High interest rates responsible for high default loans and vice versa: Finance minister
The government has formed a committee to find ways to implement single-digit lending rate
High interest rate is responsible for the rising trend of default loans while high volume of such loans is the only obstacle to reducing the interest rate to a single digit, said Finance Minister AHM Mustafa Kamal yesterday.
He admitted that the surging default loans is the only area where the government could not play a strong role.
"If the interest rate goes down, the amount of non-performing loans will also come down," he said at a meeting with the chairmen and managing directors of all the banks.
The government yesterday formed a committee to find a way to bring down interest rates to single digits as private sector banks could not lower their lending rates even one year after they promised to do so.
The banks' promise came after the then finance minister AMA Muhith had given the banks some special facilities by reducing their compulsory reserve requirement. Each bank has to maintain a certain portion of their deposit with the central bank and if the requirement is slashed, the banks get more money to lend.
However, their promises came to naught because the banks are laden with default loans, leading to high cost of funds. This made their promise of lowering interest rates ever elusive.
One year following the banks' promise, Finance Minister AHM Mustafa Kamal met the chairmen and managing directors of all the banks yesterday and gave Bangladesh Bank Governor Fazle Kabir the responsibility to form the committee. The governor formed the committee on the very day.
The seven-member committee is headed by SM Moniruzzaman, deputy governor of Bangladesh Bank. Other members are the chairmen of Agrani Bank and Standard Bank, and the managing directors of Rupali Bank, Mutual Trust Bank, IFIC Bank, and NRB Bank.
The committee will submit a report by seven days, outlining ways as to how the single-digit interest rate can be implemented, the finance minister said, adding the reduced rate will be implemented from January 1, 2020.
Though the government is firm to bring down the interest rate, bankers said it will push the banking sector into a deeper crisis.
A forceful implementation of the single-digit lending rates can boomerang on the banking sector, said a top executive at a private bank.
Bankers in Sunday's meeting said they do not have fund to lend at lower rates, according to the meeting sources.
Pressurised to implement a single-digit lending rate, banks became reluctant to lend money, taking the private sector credit growth down to 10 percent in October, the lowest in recent history.
In April last year, then finance minister AMA Muhith in a meeting with bankers decided to slash the Cash Reserve Ratio (CRR) by 1 percentage point to 5.5 percent for the benefit of banks to cut their lending rates.
Later in June that year, the Association of Bankers, Bangladesh announced to bring down the lending rate to 9 percent and the deposit rate to 6 percent from July 1, 2018.
The decision is yet to be implemented even though more than one year has elapsed.
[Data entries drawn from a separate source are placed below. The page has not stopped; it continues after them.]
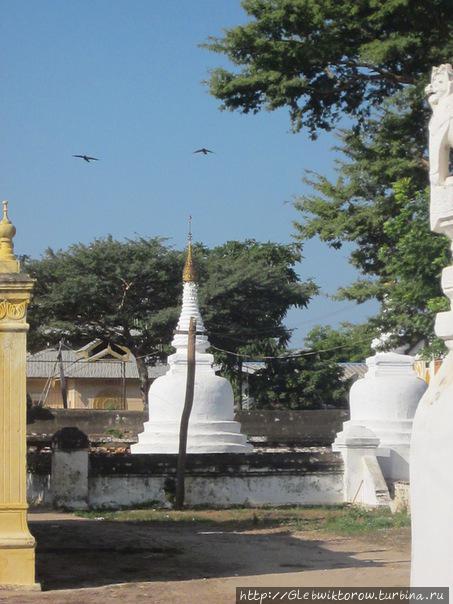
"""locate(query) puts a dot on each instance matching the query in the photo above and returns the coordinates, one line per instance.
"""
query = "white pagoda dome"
(212, 428)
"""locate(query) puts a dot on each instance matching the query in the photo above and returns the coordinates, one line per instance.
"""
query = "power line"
(290, 356)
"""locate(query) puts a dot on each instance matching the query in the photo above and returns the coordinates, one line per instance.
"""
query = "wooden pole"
(63, 387)
(184, 426)
(124, 391)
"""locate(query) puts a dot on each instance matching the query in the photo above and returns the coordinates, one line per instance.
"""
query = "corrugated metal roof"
(44, 364)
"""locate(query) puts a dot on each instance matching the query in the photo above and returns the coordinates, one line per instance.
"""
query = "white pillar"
(432, 439)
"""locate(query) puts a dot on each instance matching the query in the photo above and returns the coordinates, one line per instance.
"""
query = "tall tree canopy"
(129, 292)
(369, 62)
(323, 59)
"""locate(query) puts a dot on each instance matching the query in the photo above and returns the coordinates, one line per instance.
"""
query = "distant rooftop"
(44, 364)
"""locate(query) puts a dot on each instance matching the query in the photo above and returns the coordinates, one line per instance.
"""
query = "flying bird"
(204, 151)
(87, 158)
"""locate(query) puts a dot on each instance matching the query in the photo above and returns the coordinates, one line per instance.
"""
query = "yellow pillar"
(17, 545)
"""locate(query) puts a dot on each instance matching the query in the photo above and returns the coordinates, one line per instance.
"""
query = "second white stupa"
(212, 428)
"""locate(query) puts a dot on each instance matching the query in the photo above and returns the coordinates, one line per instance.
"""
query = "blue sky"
(123, 81)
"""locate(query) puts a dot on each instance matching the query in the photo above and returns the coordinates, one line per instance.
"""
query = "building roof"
(44, 364)
(353, 370)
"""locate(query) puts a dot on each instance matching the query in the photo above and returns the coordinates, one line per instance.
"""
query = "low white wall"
(310, 478)
(220, 491)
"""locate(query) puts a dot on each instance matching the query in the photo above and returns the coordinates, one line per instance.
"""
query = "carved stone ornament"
(440, 97)
(13, 309)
During this period, the Bangladesh Bank kept reminding the banks to fulfil their commitment but most of the private banks are still lending at interest rates above 12 percent.
However, state-owned banks have already brought down their lending rates to single digit.
On August 4 this year, the finance minister held a meeting with the chairmen and managing directors of private banks at the Bangladesh Bank headquarters and instructed the central bank to issue a circular to implement the single-digit interest rate.
The Bangladesh Bank served a letter on private banks instead of issuing a circular, strictly asking them to implement it.
But the banks did not comply with the central bank's instructions on the pretext of liquidity crisis.
Earlier on January 10 this year, the finance minister said default loans would not increase anymore because the Bangladesh Association of Banks would take necessary measures to check the loans.
However, default loans ended up increasing by Tk22,377 crore from December last year to September this year.
"It is true that non-performing loans have increased but there is reason," said the finance minister yesterday.
He said default loans are on the rise only because of high lending rates.
Defaulters were offered a long-term loan rescheduling policy to cut NPLs which will help banks to clean balance sheet in next 10 years. But it could not be implemented due to a stay order from the court.
By this time, NPL increased as the good clients who were paying regularly have stopped their payment to avail advantage of the policy.
"Now the court order is in our favour and its impact will be reflected in NPLs by January," the finance minister said.
He also hoped that the amount of NPLs will come down by December once the rescheduling policy is implemented.
Ahsan H Mansur, executive director of Policy Research Institute (PRI), however said, "Administrative approach will never work in market solution."
"It will distort the market and some influential will take the opportunity to take the money at low cost," he argued.
The implementation of single-digit lending rate will deepen liquidity crisis as the state-banks have already fallen in fund crisis for lending money at single-digit interest rates, he explained.